Vision of this technology creators
The goal is to draw attention to the ways in which organic conductors and semiconductors specifically designed to accommodate large strains can enable highly deformable devices, which embody the original vision of organic electronics. Barriers that remain before this technology can be commercialized involve protecting the sensitive stretchable semiconductors from oxygen and water vapor, which degrade the properties of the devices, and so we need barriers in the literal sense: stretchable, transparent films that exclude water and oxygen. The final idea is that the principal and primary objective is that while the field of plastic electronics has achieved impressive gains in the last few decades in terms of electronic performance, and therefore all semiconducting polymers are not equally plastic in nature or in the sense posses deformable quality producing capability, and thus materials tested on glass substrates may fail in the real world and may not be amenable to stretchable, or even modestly flexible systems. Not only that but the engineers at Rice University have developed a thin, flexible, high-performance battery that could be a game changer for the world of wearable electronics.
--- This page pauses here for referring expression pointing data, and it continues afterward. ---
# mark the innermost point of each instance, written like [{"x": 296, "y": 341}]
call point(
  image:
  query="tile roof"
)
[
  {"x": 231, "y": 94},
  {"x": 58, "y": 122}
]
So, according to the engineers, the new battery and the invention is an amalgamation of a nanoporous nickel-fluoride electrode and solid electrolyte. Measuring in at around a hundredth of an inch thick, the energy cell has the properties of a supercapacitor, which lends it the ability to absorb and discharge current at an incredible rate. While observing and speaking of it Mr Yang, who is one of the creator of this technology said, “Compared with a lithium-ion device, the battery’s structure is quite simple and safe, and it behaves like a battery but the structure is that of a supercapacitor. If we use it as a supercapacitor, we can charge quickly at a high current rate and discharge it in a very short time.
But for other applications, we find we can set it up to charge more slowly and to discharge slowly like a battery.” About flexible electronics, it could be easy to conclude that with the eyeing the high numbers, Fuel bands and competitors in a room full of people in London, New York or San Francisco and many other global cities, that wearable computing has already arrived and is here to stay. But wearables are at the stage PCs were back in the days of old storage devices such as floppy disks and compact CDs. To take but one problem, that the wristbands that aim to monitor body processes don’t have a stable connection to the body and the whole data is not entirely accurate. The trouble is, it’s taken years to amass the manufacturing refinements and economies of scale that make computer chips cheap enough for many of the consumers to own several computerized devices, and using the new flexible parts would substantially scuttle cost savings. Flexible electronic componentry is one plausible solution, making it possible for wearable electronics to sit directly on the skin as an adhesive patch, and that could happen on a larger scale soon.